赤いリボンの猫[完結] | ナノ

マネージャーの成長


『名前さん、俺のもお願いします。』



犬岡が名前にボトルを手渡す。
暑いため、みんな飲む量が増えて名前も忙しくなっていた。


犬岡からボトルを受け取るなり、ドリンクを入れに行こうとした時、黒尾に呼び止められた。



『ちょっと待て、名前。』

「はい?」



体育館を出ようとしていた名前が振り返ると、駆け寄って来た黒尾。



『悪ぃんだけどアイシングも持ってきてくれないか?』

「え、誰が使うんですか?」

『あー、俺だよ。』



そう言ってへらっと笑う黒尾に、目を見開いた。



『さっきリエーフと衝突しちまって…肩痛くてさ…』

「…え…見せてください。」



黒尾のシャツの袖を捲り上げて見る名前に黒尾はふっと笑う。



『心配しすぎだろ…たかが衝突。』

「黒尾先輩は主将でしょ?主将のいないコートなんて見たくない。

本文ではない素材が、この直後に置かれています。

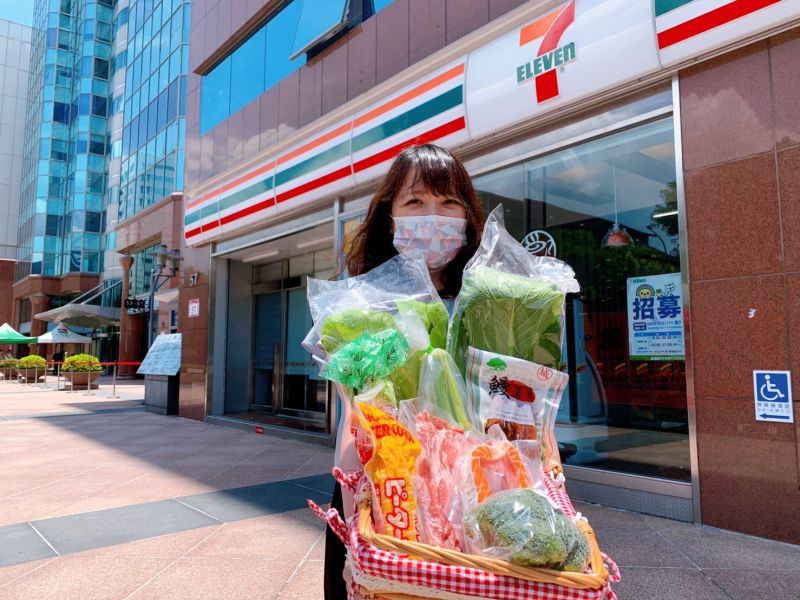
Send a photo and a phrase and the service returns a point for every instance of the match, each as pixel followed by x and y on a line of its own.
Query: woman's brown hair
pixel 442 174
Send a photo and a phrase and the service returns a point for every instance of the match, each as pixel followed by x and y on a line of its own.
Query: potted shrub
pixel 8 368
pixel 32 368
pixel 81 369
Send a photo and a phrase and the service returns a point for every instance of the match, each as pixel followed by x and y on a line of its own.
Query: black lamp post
pixel 164 259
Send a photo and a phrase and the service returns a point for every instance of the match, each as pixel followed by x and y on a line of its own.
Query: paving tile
pixel 639 583
pixel 163 546
pixel 253 501
pixel 289 536
pixel 602 518
pixel 20 543
pixel 746 585
pixel 714 548
pixel 9 574
pixel 306 583
pixel 212 579
pixel 118 525
pixel 83 578
pixel 640 549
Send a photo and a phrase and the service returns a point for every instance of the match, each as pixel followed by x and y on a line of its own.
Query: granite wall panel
pixel 740 115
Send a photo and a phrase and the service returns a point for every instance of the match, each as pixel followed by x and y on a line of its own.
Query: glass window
pixel 608 208
pixel 215 96
pixel 247 81
pixel 317 22
pixel 280 35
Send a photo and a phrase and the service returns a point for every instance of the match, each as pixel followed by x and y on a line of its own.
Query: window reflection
pixel 624 410
pixel 265 58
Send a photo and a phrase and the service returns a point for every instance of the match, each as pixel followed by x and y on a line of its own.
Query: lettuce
pixel 507 314
pixel 349 325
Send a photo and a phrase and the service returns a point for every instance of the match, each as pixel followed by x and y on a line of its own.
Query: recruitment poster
pixel 655 318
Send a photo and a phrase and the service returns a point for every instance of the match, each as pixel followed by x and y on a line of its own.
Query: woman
pixel 425 203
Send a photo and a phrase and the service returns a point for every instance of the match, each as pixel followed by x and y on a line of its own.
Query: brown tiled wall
pixel 405 32
pixel 741 136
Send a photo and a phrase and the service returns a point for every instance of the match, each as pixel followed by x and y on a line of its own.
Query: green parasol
pixel 9 335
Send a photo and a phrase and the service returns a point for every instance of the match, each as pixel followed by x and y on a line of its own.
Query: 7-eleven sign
pixel 551 53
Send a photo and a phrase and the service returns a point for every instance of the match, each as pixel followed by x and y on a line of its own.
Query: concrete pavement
pixel 101 499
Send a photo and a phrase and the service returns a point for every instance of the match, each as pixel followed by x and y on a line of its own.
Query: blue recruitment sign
pixel 655 317
pixel 773 396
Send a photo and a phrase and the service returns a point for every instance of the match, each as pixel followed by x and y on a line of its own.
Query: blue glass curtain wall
pixel 264 58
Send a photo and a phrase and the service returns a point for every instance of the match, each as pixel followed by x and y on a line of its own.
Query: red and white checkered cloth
pixel 375 564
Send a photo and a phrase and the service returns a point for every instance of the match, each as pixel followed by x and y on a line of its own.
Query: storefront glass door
pixel 608 208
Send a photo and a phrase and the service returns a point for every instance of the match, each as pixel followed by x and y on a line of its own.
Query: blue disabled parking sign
pixel 773 396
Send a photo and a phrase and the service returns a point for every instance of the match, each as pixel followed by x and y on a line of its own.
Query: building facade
pixel 147 180
pixel 103 157
pixel 651 145
pixel 15 44
pixel 62 200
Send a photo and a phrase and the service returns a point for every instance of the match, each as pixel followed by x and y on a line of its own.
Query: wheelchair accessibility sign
pixel 773 396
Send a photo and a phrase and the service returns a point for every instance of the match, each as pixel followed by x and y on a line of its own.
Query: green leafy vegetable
pixel 370 358
pixel 507 314
pixel 348 325
pixel 433 315
pixel 442 384
pixel 524 527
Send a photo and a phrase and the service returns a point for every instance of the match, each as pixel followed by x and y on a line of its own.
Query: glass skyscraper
pixel 155 103
pixel 104 127
pixel 64 168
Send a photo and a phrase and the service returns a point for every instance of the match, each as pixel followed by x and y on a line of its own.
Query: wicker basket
pixel 582 581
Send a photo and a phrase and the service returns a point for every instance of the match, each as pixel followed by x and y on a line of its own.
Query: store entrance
pixel 286 385
pixel 608 208
pixel 270 378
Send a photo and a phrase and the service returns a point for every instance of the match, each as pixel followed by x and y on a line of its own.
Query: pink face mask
pixel 439 238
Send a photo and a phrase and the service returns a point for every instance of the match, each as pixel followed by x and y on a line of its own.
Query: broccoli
pixel 524 527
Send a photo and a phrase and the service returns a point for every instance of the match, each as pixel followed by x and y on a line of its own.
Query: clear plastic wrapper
pixel 524 527
pixel 511 302
pixel 488 464
pixel 521 397
pixel 441 441
pixel 396 295
pixel 441 384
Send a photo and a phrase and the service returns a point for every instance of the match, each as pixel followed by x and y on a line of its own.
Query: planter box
pixel 30 375
pixel 80 379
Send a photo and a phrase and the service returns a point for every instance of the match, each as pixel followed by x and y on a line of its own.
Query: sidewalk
pixel 101 499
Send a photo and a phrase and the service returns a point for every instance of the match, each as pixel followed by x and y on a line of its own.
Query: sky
pixel 20 11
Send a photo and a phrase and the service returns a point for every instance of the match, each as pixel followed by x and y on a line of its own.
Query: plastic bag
pixel 489 464
pixel 391 465
pixel 396 295
pixel 521 397
pixel 524 527
pixel 441 441
pixel 441 383
pixel 368 359
pixel 510 302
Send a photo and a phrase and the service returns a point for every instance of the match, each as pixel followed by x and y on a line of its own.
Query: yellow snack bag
pixel 390 469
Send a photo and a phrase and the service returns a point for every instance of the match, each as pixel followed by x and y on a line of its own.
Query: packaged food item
pixel 527 529
pixel 487 464
pixel 390 468
pixel 370 358
pixel 441 383
pixel 441 442
pixel 521 397
pixel 511 301
pixel 397 295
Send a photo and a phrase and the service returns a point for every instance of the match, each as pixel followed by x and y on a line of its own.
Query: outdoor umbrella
pixel 8 335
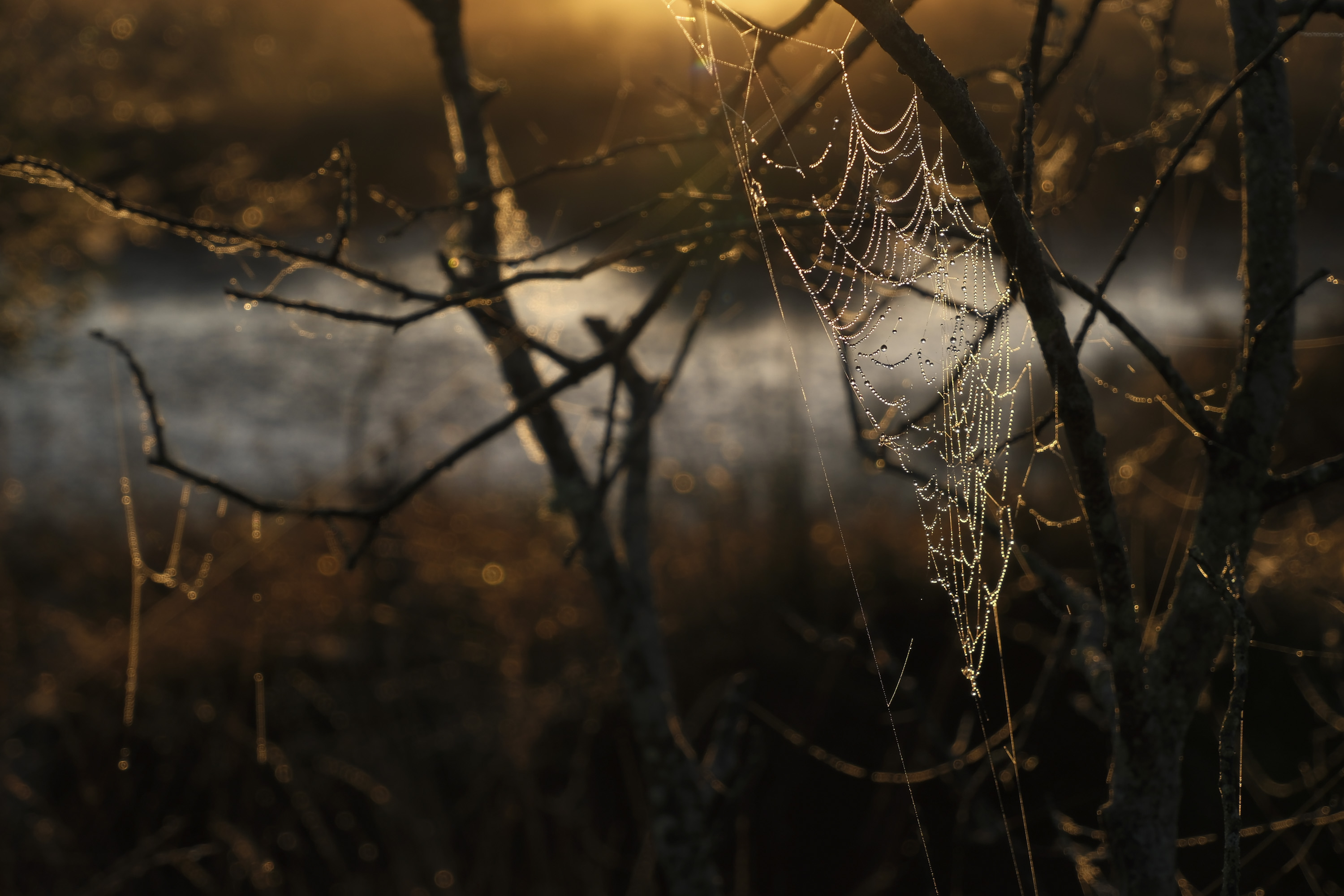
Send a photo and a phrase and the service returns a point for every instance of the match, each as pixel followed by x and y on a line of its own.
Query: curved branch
pixel 1295 7
pixel 1074 46
pixel 1280 489
pixel 1163 365
pixel 162 458
pixel 213 237
pixel 388 320
pixel 1146 209
pixel 1027 261
pixel 412 215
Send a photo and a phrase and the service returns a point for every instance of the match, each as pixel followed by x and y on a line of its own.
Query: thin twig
pixel 162 458
pixel 1146 207
pixel 412 215
pixel 213 237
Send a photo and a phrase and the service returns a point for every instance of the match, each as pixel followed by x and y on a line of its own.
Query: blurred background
pixel 448 716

」



今度は黒尾が目を見開いた。



『おいおい…んな、マジになるなよ…敬語じゃなくなってんぞ。』

「うるさい。戻ってください。すぐアイシング持っていきます。」



黒尾を睨むなり、パタパタと駆けて行った名前。

その背を見送るなり、大人しく言われた通り体育館へ戻ろうとしたところに研磨が立っていた。
どうやら先ほどの会話を聞かれていたようだ。

無表情から、バカにするような顔を黒尾に向ける研磨。



「クロ、うるさいって…。」

『うん。言われたな。今。…見たか?アイツ。』



『いつの間にあんなにマネージャーらしくなったんだか…』と呆れたような口調で研磨に言う。

研磨は少し考えた後、「うん…。」と視線を落とす。



「知らない間に、知られてて怖いんだけど…。」

『お前のことしか見てねぇんだと思ってたわ、俺…』

「名前は、みんなのこと、ちゃんと見てるよ。」



「この前指痛めてたのなんかバレてたし…」と指を見る研磨に、黒尾は笑った。



『隠し上手な研磨くんもさすがに名前には見破られんのか。こえーな。』

「だから怖いって言ったじゃん…。」

「何が怖いんですか?」



二人の背後から名前がアイシングとボトルを持ち首を傾げる。


研磨と黒尾は顔を見合わせてから、黒尾は振り返り苦笑いを、研磨はそのままどこかへ向かっていった。